By David Moenning
Chief Investment Strategist
After one of the most dismal starts to almost any month on record, the market has certainly perked up a bit since the 18th of May. Although the same can't be said for Facebook (FB) or RIMM, the S&P 500 has been higher five of the last six sessions and has tacked on nearly 3% in the process. The 'little bounce that could' has helped to limit some of May's market misery as the S&P is now down just 4.68% on the month.
While that hardly seems like good news, let's keep in mind that our furry friends in the bear camp have pretty much had their way with stock prices until six days ago. The bears had "Grexit" on their side, as well as China data, Europe's economy and debt crisis, a crashing euro, diving commodities, and the idea that this year's BTE theme in the U.S. was really just a matter of good weather coming a little earlier than normal. In short, the bears had just about everything going their way.
However, we need to recognize that after a -7.8% dive to start things off on the wrong foot in May, the glass-is-at-least-half-empty crowd hasn't been able to do much with their recent opportunities. Each and every day there is bad news out of Europe as well as points east and west.

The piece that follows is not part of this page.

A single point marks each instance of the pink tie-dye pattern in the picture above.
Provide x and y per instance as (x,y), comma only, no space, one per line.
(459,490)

For example, today we learned that Spain's Bankia is basically bankrupt and that the government's plan to use smoke and mirrors to bail them out isn't going to fly with the ECB. We learned that China's economic growth rate is likely to continue fall. We also learned that the Consumer Confidence in the U.S. is heading in the wrong direction and that housing prices aren't getting any better. And how did the market respond to that? With a triple-digit gain, of course.
Thus, it is important to recognize that we're seeing pretty decent 'pin action' right now. In other words, the bears appear to have the ammunition but the gun seems to be jammed. There has been no scary retest of the lows or another breakdown. There has been less worry about what might happen if the left-wingers in Greece prevail. And it is definitely worth noting that this year's edition of the Greek tragedy has had a less severe impact on our markets than the prior two (in 2010 stocks fell -16% and in 2011 they dove -19.4%).
The bulls contend that the support has held, that the market is oversold, and that sentiment has gotten entirely too negative. Our heroes in horns also suggest that the U.S. remains the best house in the global investing neighborhood as far as risk is concerned and that as such, money will continue to flow into our markets. Thus, the chatter around the bull camp is that they have taken the bears' best shot and that the correction is now over.
However, before you run out and lever up that 'risk on' trade (UPRO, EEM, DBC, USO, JJC, JNK, and ONN) we need to remember that the current stock market environment remains rumor-driven. Keep in mind that while the early reports on Tuesday attributed the idea of more stimulative measures in China to the strength in European bourses and U.S. futures, it was really the rumor that the ECB was going to make an announcement about bank recapitalizations in Europe that really got things movin' on up in the U.S. Well that and the chant of "QE3! QE3! QE3!" that could be heard after each of the three disappointing economic reports here at home.
So, while the bulls can certainly take pride in their work over the past week or so, let's not lose sight of the fact that as long as traders continue to believe that another QE fix is a possibility, then all news can be considered good news. But if the rumors/headlines out of Europe take a turn for the worse, then the bulls might need some to time to regroup, rethink, and reassess.